†California Institute for Biomedical Research, 11119 North Torrey Pines Road, Suite 100, La Jolla, California 92037, United States.
J Am Chem Soc. 2015 Apr 29;137(16):5288-91. doi: 10.1021/jacs.5b01876. Epub 2015 Apr 15.

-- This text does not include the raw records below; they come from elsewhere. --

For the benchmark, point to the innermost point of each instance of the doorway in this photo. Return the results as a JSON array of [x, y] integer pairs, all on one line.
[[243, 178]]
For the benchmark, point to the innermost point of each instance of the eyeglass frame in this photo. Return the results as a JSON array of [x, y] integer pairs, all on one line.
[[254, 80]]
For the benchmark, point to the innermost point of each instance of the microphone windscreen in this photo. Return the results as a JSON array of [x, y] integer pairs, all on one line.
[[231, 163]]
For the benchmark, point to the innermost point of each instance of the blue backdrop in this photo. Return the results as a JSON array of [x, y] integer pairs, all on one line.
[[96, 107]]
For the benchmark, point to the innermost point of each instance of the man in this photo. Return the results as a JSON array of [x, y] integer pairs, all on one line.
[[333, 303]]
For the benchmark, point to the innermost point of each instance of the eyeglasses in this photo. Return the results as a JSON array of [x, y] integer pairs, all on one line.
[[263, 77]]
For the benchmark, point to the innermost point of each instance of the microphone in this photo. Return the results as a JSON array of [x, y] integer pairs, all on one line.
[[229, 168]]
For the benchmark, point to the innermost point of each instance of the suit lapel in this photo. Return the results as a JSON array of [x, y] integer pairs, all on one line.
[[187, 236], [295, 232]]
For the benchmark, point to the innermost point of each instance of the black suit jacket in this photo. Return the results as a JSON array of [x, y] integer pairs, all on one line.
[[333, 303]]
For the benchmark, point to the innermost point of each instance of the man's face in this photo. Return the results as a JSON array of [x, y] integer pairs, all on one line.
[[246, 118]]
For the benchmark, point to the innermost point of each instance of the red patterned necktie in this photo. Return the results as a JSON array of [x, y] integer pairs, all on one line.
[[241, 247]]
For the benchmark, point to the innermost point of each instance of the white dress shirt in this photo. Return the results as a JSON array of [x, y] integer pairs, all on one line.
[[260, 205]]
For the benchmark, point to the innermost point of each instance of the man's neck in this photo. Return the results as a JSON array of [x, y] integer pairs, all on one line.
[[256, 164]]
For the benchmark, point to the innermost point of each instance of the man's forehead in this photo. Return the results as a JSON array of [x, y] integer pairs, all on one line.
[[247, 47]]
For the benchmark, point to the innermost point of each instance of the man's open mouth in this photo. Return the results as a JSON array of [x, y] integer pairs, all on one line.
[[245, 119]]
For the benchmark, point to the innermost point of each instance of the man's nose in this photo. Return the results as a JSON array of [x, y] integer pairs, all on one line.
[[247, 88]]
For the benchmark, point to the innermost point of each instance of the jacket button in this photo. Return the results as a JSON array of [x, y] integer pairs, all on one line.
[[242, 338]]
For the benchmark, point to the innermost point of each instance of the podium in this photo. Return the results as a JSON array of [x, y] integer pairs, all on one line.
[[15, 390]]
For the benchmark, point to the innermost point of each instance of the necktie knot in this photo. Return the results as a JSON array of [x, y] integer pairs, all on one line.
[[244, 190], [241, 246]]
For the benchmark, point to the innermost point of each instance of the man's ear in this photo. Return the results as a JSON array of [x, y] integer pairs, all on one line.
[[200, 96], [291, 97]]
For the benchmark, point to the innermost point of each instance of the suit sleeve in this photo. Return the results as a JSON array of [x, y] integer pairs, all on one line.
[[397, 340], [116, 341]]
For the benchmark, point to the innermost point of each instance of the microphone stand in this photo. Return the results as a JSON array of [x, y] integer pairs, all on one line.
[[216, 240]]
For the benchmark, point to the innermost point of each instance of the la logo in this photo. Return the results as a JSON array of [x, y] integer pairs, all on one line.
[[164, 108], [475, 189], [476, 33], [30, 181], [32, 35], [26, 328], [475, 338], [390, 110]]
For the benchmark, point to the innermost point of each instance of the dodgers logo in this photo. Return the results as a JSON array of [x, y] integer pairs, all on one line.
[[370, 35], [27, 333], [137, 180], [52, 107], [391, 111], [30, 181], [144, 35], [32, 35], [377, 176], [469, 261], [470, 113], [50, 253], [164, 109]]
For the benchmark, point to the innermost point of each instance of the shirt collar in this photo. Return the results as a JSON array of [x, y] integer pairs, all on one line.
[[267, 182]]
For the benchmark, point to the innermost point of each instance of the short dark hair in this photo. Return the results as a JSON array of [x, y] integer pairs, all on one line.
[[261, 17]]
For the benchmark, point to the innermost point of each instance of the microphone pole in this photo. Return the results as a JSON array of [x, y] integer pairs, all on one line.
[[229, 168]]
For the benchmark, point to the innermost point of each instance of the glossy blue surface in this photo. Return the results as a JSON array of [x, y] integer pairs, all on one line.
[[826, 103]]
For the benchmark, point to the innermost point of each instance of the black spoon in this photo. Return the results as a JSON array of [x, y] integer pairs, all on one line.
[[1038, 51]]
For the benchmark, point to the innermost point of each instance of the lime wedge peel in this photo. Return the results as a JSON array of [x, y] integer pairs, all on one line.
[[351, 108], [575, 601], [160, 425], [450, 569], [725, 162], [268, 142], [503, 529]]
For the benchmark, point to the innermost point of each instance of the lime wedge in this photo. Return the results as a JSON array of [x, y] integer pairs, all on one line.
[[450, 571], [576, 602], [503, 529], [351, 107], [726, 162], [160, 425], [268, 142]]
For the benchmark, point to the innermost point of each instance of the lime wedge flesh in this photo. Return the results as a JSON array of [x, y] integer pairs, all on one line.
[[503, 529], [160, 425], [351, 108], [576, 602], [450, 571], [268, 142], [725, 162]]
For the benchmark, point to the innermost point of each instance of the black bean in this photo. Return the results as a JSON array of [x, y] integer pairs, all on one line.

The development of immunotherapies for multiple myeloma is critical to provide new treatment strategies to combat drug resistance. We report a bispecific antibody against B cell maturation antigen (BiFab-BCMA), which potently and specifically redirects T cells to lyse malignant multiple myeloma cells. BiFab-BCMA lysed target BCMA-positive cell lines up to 20-fold more potently than a CS1-targeting bispecific antibody (BiFab-CS1) developed in an analogous fashion. Further, BiFab-BCMA robustly activated T cells in vitro and mediated rapid tumor regression in an orthotopic xenograft model of multiple myeloma. The in vitro and in vivo activities of BiFab-BCMA are comparable to those of anti-BCMA chimeric antigen receptor T cell therapy (CAR-T-BCMA), for which two clinical trials have recently been initiated. A BCMA-targeted bispecific antibody presents a promising treatment option for multiple myeloma.
开发用于多发性骨髓瘤的免疫疗法对于提供新的治疗策略以对抗耐药性至关重要。我们报告了一种针对 B 细胞成熟抗原(BiFab-BCMA)的双特异性抗体,它能够有效地将 T 细胞重新定向以裂解恶性多发性骨髓瘤细胞。BiFab-BCMA 裂解靶 BCMA 阳性细胞系的效力比以类似方式开发的靶向 CS1 的双特异性抗体(BiFab-CS1)高 20 倍。此外,BiFab-BCMA 在体外可强烈激活 T 细胞,并在多发性骨髓瘤的原位异种移植模型中迅速介导肿瘤消退。BiFab-BCMA 的体外和体内活性与最近启动的两项临床试验的抗 BCMA 嵌合抗原受体 T 细胞疗法(CAR-T-BCMA)相当。针对 BCMA 的双特异性抗体为多发性骨髓瘤提供了一种有前途的治疗选择。